Through direct observations and interviews with licensee staff, the inspectors evaluated occupational workers adherence to selected RWPs and HP technician (HPT) proficiency in providing job coverage. Electronic dosimeter (ED) alarm set points and worker stay times were evaluated against area radiation survey results for selected U1RFO21 work activities. The inspectors reviewed the use of personnel dosimetry (extremity dosimetry and multibadging in high dose rate gradients) for the reactor head inspection work completed during U1RFO21. The inspectors also evaluated worker response to dose and dose rate alarms during selected work activities.

Control of Radioactive Material The inspectors observed surveys of material and personnel being released from the RCA using small article monitor, personnel contamination monitor, and portal monitor instruments. The inspectors also reviewed licensee procedures and methodology for releasing radioactive material (RAM) from the RCA. The inspectors reviewed records of leak tests on selected sealed sources and discussed nationally tracked source transactions with licensee staff.

Problem Identification and Resolution The inspectors reviewed CAP documents associated with radiological hazard assessment and exposure control. The inspectors evaluated the licensees ability to identify and resolve the issues in accordance with Station Administrative Procedure SAP-0999, Corrective Action Program, Rev. 11.

The inspectors evaluated radiation protection activities against the requirements and guidance of the UFSAR Chapter 12; TS Sections 6.8 Procedures and Programs, 6.11 Radiation Protection, and 6.12 High Radiation Areas; 10 CFR Parts 19 and 20; Regulatory Guide (RG) 8.38, Control of Access to High and Very High Radiation Areas in Nuclear Power Plants; and approved licensee procedures. Licensee programs for monitoring materials and personnel released from the RCA were evaluated against 10 CFR Part 20 and IE Circular 81-07, Control of Radioactively Contaminated Material.

Documents reviewed are listed in Section 2RS1 of the report Attachment.

The inspectors completed one sample as required by IP 71124.01 (sample size of 1).

b. Findings

No findings were identified.

2RS2 As Low As Reasonably Achievable (ALARA)

a. Inspection Scope

ALARA Program Status. The inspectors reviewed and discussed plant exposure history and current trends including the sites three-year rolling average (TYRA) collective exposure history for calendar year (CY) 2010 through CY 2012. Current and proposed activities to manage site collective exposure and trends regarding collective exposure were evaluated through review of previous TYRA collective exposure data and review of the licensees 5-year ALARA program implementing plan. Current ALARA program guidance and recent changes, as applicable, regarding estimating and tracking exposure were discussed and evaluated.

Radiological Work Planning The inspectors reviewed planned work activities and their collective exposure estimates for U1RFO21 (Unit 1 Refueling Outage 21) work activities including the reactor vessel head inspection, refueling activities, and steam generator eddy current testing. For the selected tasks, the inspectors reviewed dose mitigation actions and the established dose goals.
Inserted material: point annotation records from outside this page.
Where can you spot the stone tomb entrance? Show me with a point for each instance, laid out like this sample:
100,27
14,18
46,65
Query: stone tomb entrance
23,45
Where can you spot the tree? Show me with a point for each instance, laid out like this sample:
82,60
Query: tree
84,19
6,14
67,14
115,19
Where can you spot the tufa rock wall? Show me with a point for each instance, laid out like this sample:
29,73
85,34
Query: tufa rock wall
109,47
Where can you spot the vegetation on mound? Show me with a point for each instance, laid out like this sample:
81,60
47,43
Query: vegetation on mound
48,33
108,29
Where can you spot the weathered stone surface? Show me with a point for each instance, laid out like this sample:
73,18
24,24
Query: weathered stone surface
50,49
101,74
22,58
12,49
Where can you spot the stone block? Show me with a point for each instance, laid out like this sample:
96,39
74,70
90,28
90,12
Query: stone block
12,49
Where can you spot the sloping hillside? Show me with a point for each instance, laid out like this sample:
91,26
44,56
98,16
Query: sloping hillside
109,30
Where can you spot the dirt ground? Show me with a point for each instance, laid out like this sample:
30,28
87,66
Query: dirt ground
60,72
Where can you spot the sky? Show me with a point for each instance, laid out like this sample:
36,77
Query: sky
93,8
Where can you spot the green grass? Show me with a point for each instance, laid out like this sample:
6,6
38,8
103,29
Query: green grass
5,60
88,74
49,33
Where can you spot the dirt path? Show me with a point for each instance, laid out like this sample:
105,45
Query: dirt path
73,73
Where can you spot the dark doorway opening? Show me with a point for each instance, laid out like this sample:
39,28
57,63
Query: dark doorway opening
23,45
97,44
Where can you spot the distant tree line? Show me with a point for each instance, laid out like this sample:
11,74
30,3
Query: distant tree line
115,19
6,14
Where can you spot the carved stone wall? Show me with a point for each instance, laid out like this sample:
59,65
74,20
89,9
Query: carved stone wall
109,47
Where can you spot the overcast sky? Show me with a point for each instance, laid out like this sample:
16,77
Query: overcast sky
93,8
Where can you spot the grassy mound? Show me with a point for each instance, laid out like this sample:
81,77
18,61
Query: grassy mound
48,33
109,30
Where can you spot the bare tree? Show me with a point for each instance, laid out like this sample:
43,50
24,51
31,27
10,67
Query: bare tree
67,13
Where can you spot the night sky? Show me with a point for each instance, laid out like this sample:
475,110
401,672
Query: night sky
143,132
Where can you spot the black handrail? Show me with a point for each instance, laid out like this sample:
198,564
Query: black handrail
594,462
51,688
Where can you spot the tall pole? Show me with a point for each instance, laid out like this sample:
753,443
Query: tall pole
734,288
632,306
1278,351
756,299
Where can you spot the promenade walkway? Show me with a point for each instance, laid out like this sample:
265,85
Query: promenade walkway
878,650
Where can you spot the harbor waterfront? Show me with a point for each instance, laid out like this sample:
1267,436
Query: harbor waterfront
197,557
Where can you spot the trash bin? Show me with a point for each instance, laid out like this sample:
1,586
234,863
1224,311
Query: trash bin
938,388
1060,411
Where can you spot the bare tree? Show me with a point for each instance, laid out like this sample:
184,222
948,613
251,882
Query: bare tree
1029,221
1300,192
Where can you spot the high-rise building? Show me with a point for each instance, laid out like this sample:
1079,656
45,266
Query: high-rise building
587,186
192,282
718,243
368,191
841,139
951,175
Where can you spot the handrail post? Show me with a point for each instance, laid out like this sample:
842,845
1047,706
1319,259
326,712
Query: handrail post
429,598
The use of remote technologies including teledosimetry and remote visual monitoring were reviewed as specified in RWP or procedural guidance. Collective dose data for selected tasks were compared with estimates and, where applicable, changes to established estimates were discussed with responsible licensee ALARA planning representatives. The inspectors reviewed previous post-job reviews conducted for the U1RFO21 tasks and reviewed items entered into the licensees CAP and referred to the ALARA Committee for evaluation.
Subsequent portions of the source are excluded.